Real Retail Spending Fell In September As Inflation Pinches Consumers

Retail spending held steady in September compared to August, but fell adjusted to inflation as consumers spent more on essentials, The Wall Street Journal reported Friday.

Despite the fact that consumers spent roughly the same as they did in August, $684 billion, according to the U.S. Census Bureau, these results are not adjusted for inflation, which rose 0.4% on a monthly basis in September, indicating that consumers were getting less value from their spending, according to CNBC. For example, spending at bars and restaurants grew by 0.5% in September, but prices at the same establishments increased by 0.9%, the WSJ reported.

“The Census Bureau adjusts these reports for seasonality but not price changes,” Heritage Foundation economist E.J. Antoni told the Daily Caller News Foundation. Antoni noted that one can roughly estimate the real spending would be to simply subtract monthly inflation from the reported number, although month-to-month inflation does consider factors such as housing, which are not considered in retail sales.

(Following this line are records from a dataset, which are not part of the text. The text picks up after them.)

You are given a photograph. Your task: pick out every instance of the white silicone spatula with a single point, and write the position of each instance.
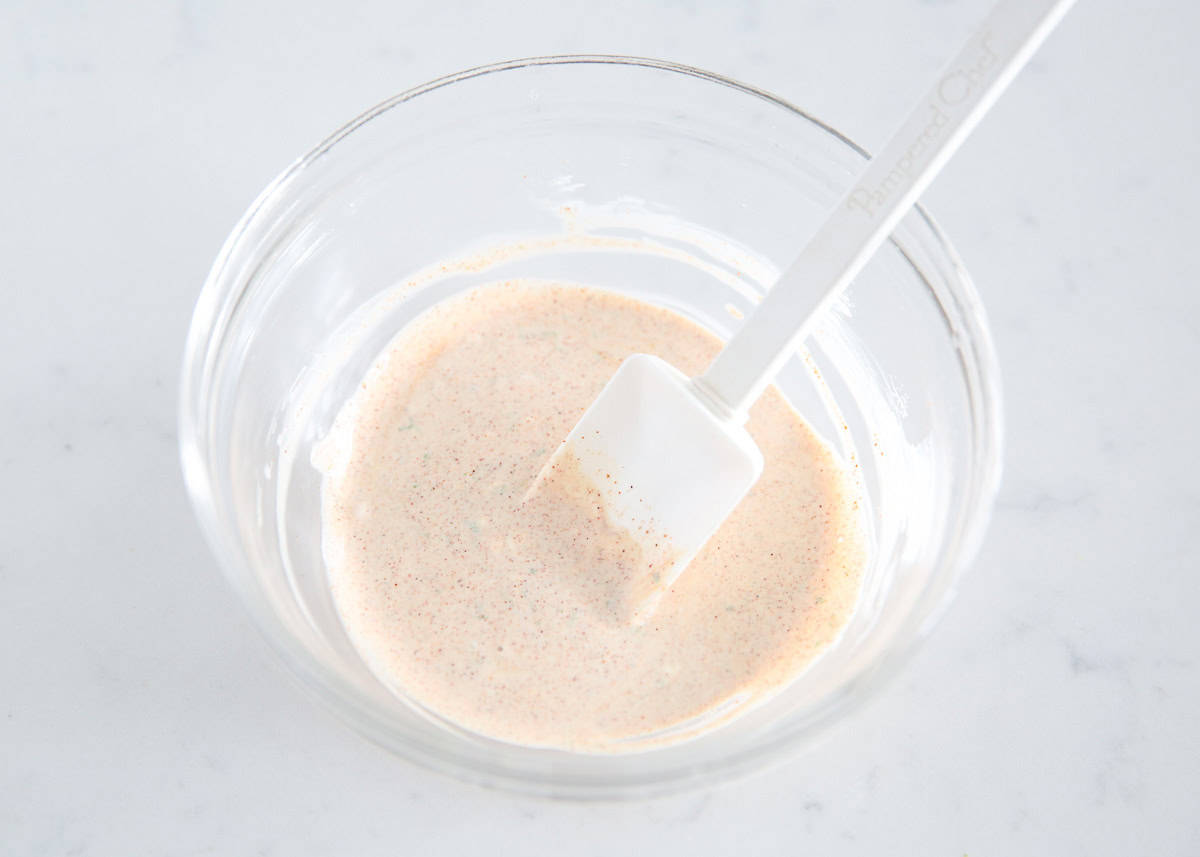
(667, 455)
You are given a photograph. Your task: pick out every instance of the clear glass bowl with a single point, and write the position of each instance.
(654, 179)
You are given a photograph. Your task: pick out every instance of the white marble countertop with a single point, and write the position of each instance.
(1053, 713)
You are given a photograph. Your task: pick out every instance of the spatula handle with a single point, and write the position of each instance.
(885, 191)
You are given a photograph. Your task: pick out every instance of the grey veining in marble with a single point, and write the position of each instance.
(1053, 713)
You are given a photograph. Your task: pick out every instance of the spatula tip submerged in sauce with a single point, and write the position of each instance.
(490, 606)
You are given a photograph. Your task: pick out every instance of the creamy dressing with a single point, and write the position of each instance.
(491, 605)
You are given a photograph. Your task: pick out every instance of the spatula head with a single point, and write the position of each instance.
(663, 466)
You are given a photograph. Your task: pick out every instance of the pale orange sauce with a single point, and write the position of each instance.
(492, 612)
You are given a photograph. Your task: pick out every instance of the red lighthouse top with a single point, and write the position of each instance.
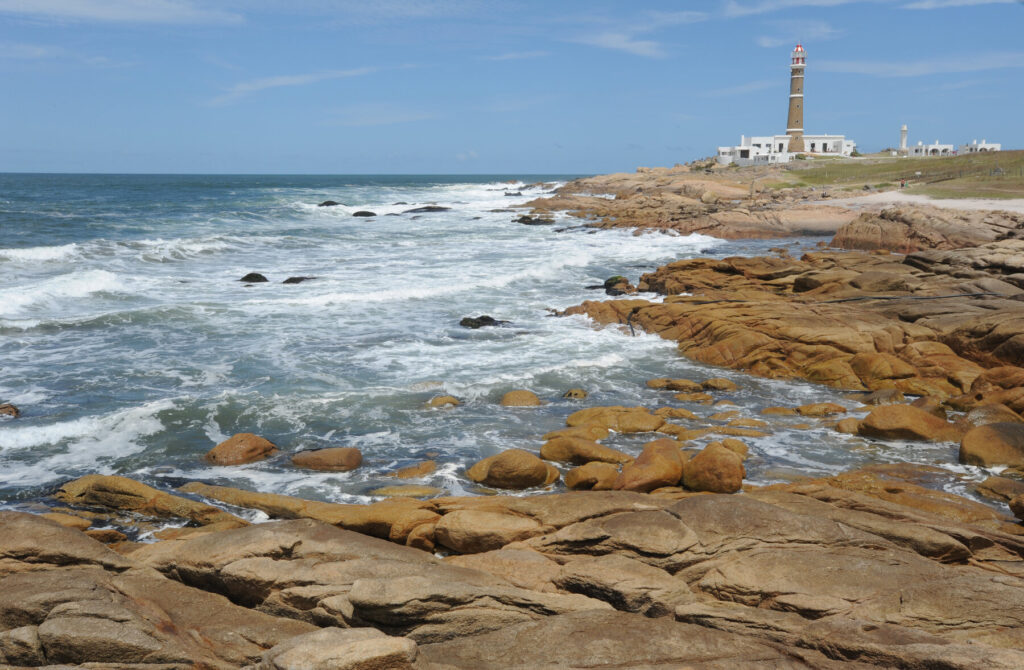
(799, 55)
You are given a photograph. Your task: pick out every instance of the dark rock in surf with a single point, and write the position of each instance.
(480, 322)
(426, 209)
(525, 219)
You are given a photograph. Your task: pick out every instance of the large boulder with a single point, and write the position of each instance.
(592, 476)
(240, 449)
(659, 464)
(513, 468)
(992, 445)
(341, 648)
(906, 422)
(124, 494)
(716, 469)
(472, 531)
(580, 451)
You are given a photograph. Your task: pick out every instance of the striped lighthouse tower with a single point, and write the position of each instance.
(795, 126)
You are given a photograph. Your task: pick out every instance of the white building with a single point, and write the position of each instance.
(976, 147)
(771, 149)
(936, 149)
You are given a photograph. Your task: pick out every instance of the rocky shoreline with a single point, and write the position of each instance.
(667, 559)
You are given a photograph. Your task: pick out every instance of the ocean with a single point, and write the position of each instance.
(132, 347)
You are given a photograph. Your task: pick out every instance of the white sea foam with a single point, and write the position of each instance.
(39, 254)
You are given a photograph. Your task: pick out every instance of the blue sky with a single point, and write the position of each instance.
(480, 86)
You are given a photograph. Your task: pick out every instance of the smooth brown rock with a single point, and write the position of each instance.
(719, 383)
(341, 648)
(334, 459)
(658, 465)
(443, 401)
(998, 488)
(240, 449)
(994, 444)
(470, 531)
(715, 469)
(580, 451)
(122, 493)
(592, 476)
(906, 422)
(414, 471)
(520, 399)
(513, 468)
(620, 419)
(393, 519)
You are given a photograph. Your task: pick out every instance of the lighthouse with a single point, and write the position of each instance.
(795, 126)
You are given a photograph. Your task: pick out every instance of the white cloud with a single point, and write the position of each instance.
(740, 89)
(143, 11)
(623, 42)
(734, 8)
(942, 4)
(947, 66)
(245, 88)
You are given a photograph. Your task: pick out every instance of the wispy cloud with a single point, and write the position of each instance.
(373, 114)
(245, 88)
(141, 11)
(740, 89)
(627, 38)
(946, 66)
(786, 33)
(942, 4)
(734, 8)
(518, 55)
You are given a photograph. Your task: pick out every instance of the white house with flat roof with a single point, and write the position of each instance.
(772, 149)
(780, 149)
(935, 149)
(976, 147)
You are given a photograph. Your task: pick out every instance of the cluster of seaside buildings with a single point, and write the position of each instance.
(768, 150)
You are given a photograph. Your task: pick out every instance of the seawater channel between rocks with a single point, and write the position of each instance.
(132, 348)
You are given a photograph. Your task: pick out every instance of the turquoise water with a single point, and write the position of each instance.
(131, 346)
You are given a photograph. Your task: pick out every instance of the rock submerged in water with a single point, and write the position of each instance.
(241, 449)
(521, 398)
(482, 321)
(428, 209)
(513, 468)
(333, 459)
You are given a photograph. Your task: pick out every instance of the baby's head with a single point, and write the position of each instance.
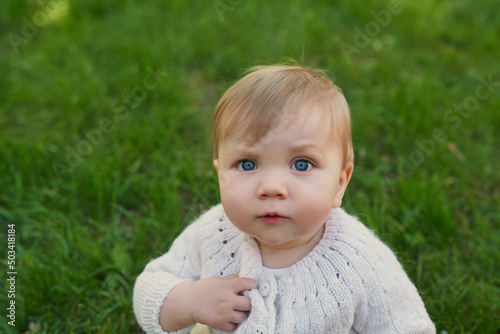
(283, 153)
(269, 97)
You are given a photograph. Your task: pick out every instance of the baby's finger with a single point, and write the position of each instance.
(238, 317)
(243, 283)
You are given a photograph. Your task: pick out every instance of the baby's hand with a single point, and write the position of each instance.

Consumers spent 8.2% more year-on-year in September, matching the year-on-year inflation reported by the Bureau of Labor Statistics on Thursday. Shoppers generally spent more on necessary products, such as grocery stores and health products, while cutting back on non-essentials, such as sports equipment, books, furniture, and other miscellanious costs, according to the Census Bureau.

“[Consumers] are having to make tough decisions,” said Scott Brave, head of economic analytics for business intelligence firm Morning Consult.